Before anyone could read or write, people were already playing games and arguing about who cheated. Number four, they created shell jewelry, geometric patterns [music] carved into tools, body paint made from ochre. None of this had any practical necessity. Someone picked up a perfectly functional spear and spent three extra hours carving [music] a beautiful pattern into it. They were bored, and so they made something. Okay, here's where it gets really [music] interesting. Evolutionary scientists have proposed a fascinating hypothesis.
Boredom was the engine of civilization.
When the brain isn't occupied with survival, it starts to wander, and a wandering brain is a brain that invents.
It was during moments of doing nothing that new ideas emerged. How to make a spear tip sharper? How to preserve meat longer?
How to explain why the seasons change? A study from the University of California found that subjects who were intentionally made bored then showed significantly higher [music] scores on creative thinking tests. Significantly higher. The ancient human sitting by a fire staring into the flames thinking, "Now what?" That's not a lazy person.
That's an inventor.
Waiting for their idea. So, the next time you reach for your phone because you're bored, stop. Just for a second.

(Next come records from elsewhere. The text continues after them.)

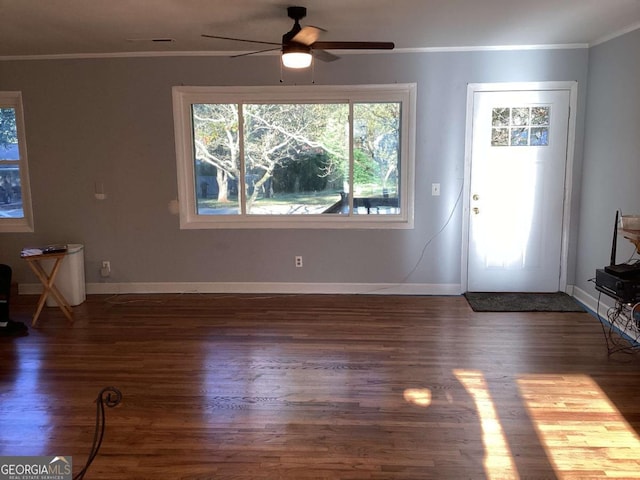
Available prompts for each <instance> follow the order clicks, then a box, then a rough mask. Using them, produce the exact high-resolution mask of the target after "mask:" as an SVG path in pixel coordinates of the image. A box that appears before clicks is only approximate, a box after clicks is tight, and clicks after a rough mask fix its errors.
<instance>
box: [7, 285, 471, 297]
mask: <svg viewBox="0 0 640 480" xmlns="http://www.w3.org/2000/svg"><path fill="white" fill-rule="evenodd" d="M18 293H19V294H21V295H30V294H31V295H34V294H40V293H42V285H40V284H36V283H22V284H20V285H19V286H18ZM86 293H87V294H89V295H92V294H93V295H101V294H102V295H104V294H106V295H116V294H128V293H131V294H135V293H248V294H251V293H257V294H265V293H269V294H363V295H367V294H368V295H460V293H461V286H460V284H425V283H278V282H248V283H245V282H231V283H226V282H181V283H168V282H141V283H87V284H86Z"/></svg>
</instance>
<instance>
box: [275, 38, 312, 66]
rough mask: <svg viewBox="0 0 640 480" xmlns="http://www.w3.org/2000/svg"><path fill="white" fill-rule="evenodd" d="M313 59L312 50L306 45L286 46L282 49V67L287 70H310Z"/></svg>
mask: <svg viewBox="0 0 640 480" xmlns="http://www.w3.org/2000/svg"><path fill="white" fill-rule="evenodd" d="M312 59H313V57H312V56H311V48H309V47H308V46H306V45H302V44H300V45H285V46H283V47H282V65H284V66H285V67H287V68H298V69H300V68H308V67H309V66H310V65H311V60H312Z"/></svg>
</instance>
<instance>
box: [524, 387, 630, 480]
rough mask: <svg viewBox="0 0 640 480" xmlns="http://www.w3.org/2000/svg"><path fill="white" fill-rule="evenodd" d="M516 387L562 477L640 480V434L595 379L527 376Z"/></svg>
mask: <svg viewBox="0 0 640 480" xmlns="http://www.w3.org/2000/svg"><path fill="white" fill-rule="evenodd" d="M517 383H518V387H519V389H520V392H521V395H522V398H523V399H524V401H525V403H526V406H527V410H528V412H529V415H530V417H531V421H532V422H533V423H534V425H535V427H536V430H537V432H538V436H539V438H540V442H541V444H542V445H543V446H544V448H545V450H546V452H547V456H548V457H549V461H550V462H551V463H552V465H553V466H554V469H555V470H556V474H557V478H558V479H563V478H576V475H579V474H580V473H581V472H582V473H583V474H584V475H585V476H589V477H590V478H594V475H596V476H597V475H598V474H599V473H600V474H601V475H602V476H605V472H606V476H607V477H608V478H609V477H613V478H615V477H617V478H640V460H638V459H639V458H640V440H639V439H638V435H637V434H636V432H635V431H634V430H633V428H631V426H630V425H629V424H628V423H627V422H626V420H625V419H624V417H623V416H622V415H621V414H620V412H619V411H618V410H617V408H616V407H615V406H614V405H613V404H612V403H611V401H610V400H609V398H608V397H607V395H606V394H605V393H604V392H603V391H602V390H601V389H600V387H599V386H598V384H597V383H596V382H595V381H594V380H593V379H591V378H590V377H588V376H586V375H523V376H521V377H519V378H518V380H517ZM612 460H615V462H612Z"/></svg>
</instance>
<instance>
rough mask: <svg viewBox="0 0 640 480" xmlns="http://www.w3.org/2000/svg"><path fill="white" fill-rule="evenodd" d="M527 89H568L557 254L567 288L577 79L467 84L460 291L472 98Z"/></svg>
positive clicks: (471, 145)
mask: <svg viewBox="0 0 640 480" xmlns="http://www.w3.org/2000/svg"><path fill="white" fill-rule="evenodd" d="M527 90H540V91H545V90H565V91H568V92H569V125H568V127H569V128H568V131H567V156H566V165H565V176H564V199H563V207H562V210H563V211H562V247H561V248H562V250H561V257H560V283H559V288H560V290H561V291H566V290H567V264H568V258H569V227H570V225H571V203H572V191H573V166H574V155H575V143H576V111H577V102H578V82H576V81H557V82H502V83H500V82H499V83H469V84H468V85H467V112H466V126H465V142H464V143H465V147H464V184H463V197H462V242H461V243H462V254H461V270H460V286H461V290H462V291H461V292H460V293H464V292H466V291H467V285H468V282H469V269H468V261H469V216H470V208H471V203H470V200H471V198H470V197H471V153H472V147H473V143H472V140H473V98H474V94H475V93H476V92H510V91H511V92H514V91H515V92H517V91H527Z"/></svg>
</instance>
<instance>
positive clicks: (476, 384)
mask: <svg viewBox="0 0 640 480" xmlns="http://www.w3.org/2000/svg"><path fill="white" fill-rule="evenodd" d="M453 373H454V375H455V376H456V378H457V379H458V381H459V382H460V383H461V384H462V386H464V388H465V390H466V391H467V393H469V395H470V396H471V398H473V401H474V403H475V405H476V410H477V411H478V415H479V417H480V426H481V428H482V443H483V444H484V450H485V457H484V470H485V474H486V476H487V478H488V479H498V478H500V479H502V478H510V479H518V478H520V477H519V475H518V470H517V469H516V466H515V464H514V462H513V456H512V454H511V449H510V448H509V445H508V443H507V440H506V437H505V434H504V431H503V429H502V425H501V424H500V419H499V418H498V414H497V412H496V408H495V405H494V403H493V400H492V398H491V394H490V393H489V389H488V387H487V382H486V380H485V378H484V375H483V374H482V372H479V371H475V370H454V371H453Z"/></svg>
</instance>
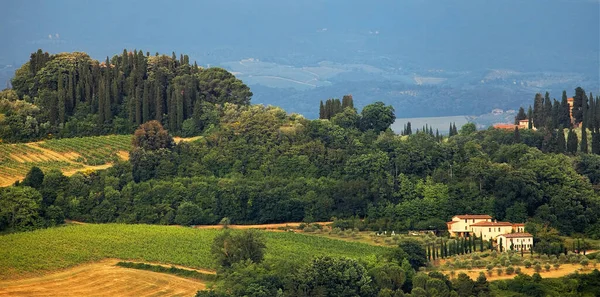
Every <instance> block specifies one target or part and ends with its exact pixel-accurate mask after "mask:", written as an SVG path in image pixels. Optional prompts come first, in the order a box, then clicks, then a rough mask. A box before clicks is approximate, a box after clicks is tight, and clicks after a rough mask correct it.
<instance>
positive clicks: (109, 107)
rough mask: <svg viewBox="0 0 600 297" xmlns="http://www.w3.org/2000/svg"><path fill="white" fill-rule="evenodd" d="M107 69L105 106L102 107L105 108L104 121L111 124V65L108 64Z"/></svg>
mask: <svg viewBox="0 0 600 297" xmlns="http://www.w3.org/2000/svg"><path fill="white" fill-rule="evenodd" d="M106 62H109V61H108V57H107V58H106ZM106 65H107V66H106V67H107V68H106V73H105V76H106V79H105V82H104V83H105V86H104V106H102V108H104V118H103V121H104V123H110V121H111V120H112V110H111V95H110V86H111V83H110V64H106Z"/></svg>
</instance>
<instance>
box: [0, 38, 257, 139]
mask: <svg viewBox="0 0 600 297" xmlns="http://www.w3.org/2000/svg"><path fill="white" fill-rule="evenodd" d="M251 96H252V93H251V92H250V89H249V88H248V87H247V86H246V85H244V84H243V83H242V82H241V81H240V80H238V79H236V78H235V77H234V76H233V75H232V74H231V73H229V72H227V71H225V70H223V69H220V68H209V69H202V68H200V67H198V66H197V65H196V63H194V64H193V65H190V62H189V58H188V56H187V55H181V56H180V57H179V59H178V58H177V57H176V56H175V53H173V55H172V57H169V56H166V55H158V53H157V54H156V55H154V56H150V54H149V53H146V54H144V53H143V52H142V51H141V50H140V51H135V50H134V51H131V52H128V51H127V50H123V53H122V54H121V55H115V56H113V57H112V58H110V59H109V58H108V57H107V58H106V61H105V62H102V63H99V62H98V61H96V60H93V59H91V58H90V57H89V56H88V55H87V54H85V53H80V52H74V53H60V54H55V55H50V54H48V53H44V52H42V50H38V51H37V52H35V53H33V54H31V58H30V60H29V61H28V62H27V63H25V64H24V65H23V66H22V67H21V68H19V69H18V70H17V71H16V73H15V77H14V78H13V79H12V90H5V91H3V92H2V94H1V95H0V114H2V113H4V114H5V118H4V120H3V121H2V122H0V139H2V140H3V141H8V142H19V141H30V140H36V139H41V138H48V137H50V136H59V137H73V136H89V135H100V134H109V133H117V134H130V133H132V132H133V130H134V129H135V128H136V127H137V126H139V125H140V124H141V123H144V122H147V121H150V120H157V121H159V122H161V123H162V124H163V125H164V126H165V127H167V128H168V129H169V130H170V131H171V132H172V133H176V134H181V135H193V134H196V133H198V132H200V131H202V130H204V129H206V128H208V127H210V126H211V125H212V124H215V121H216V119H215V117H214V106H215V104H223V103H225V102H230V103H235V104H241V105H245V104H249V102H250V98H251ZM0 121H1V119H0Z"/></svg>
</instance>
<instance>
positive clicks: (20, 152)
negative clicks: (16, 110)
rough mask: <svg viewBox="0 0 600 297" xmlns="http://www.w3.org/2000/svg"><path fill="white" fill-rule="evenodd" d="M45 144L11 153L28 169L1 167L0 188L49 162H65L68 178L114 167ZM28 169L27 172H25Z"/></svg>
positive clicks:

That discomfort you feel, that emptiness you're trying to fill with another scroll through TikTok, that exact feeling is what created art, music, language, tools, cities, everything.
Maybe sometimes it's worth just being bored. If you enjoyed this video, subscribe. Every week we explore things you never thought to ask about that turn out to be the most interesting things of all. Oh, and one more thing before you go.
The oldest known doodle ever discovered, 73,000 years [music] old, found in a cave in South Africa.
It's a simple crosshatch pattern.
Basically, prehistoric tic-tac-toe.
Someone was bored, picked up a rock, and started drawing.
73,000 years later, you're watching a stick figure video about it. Some things never change.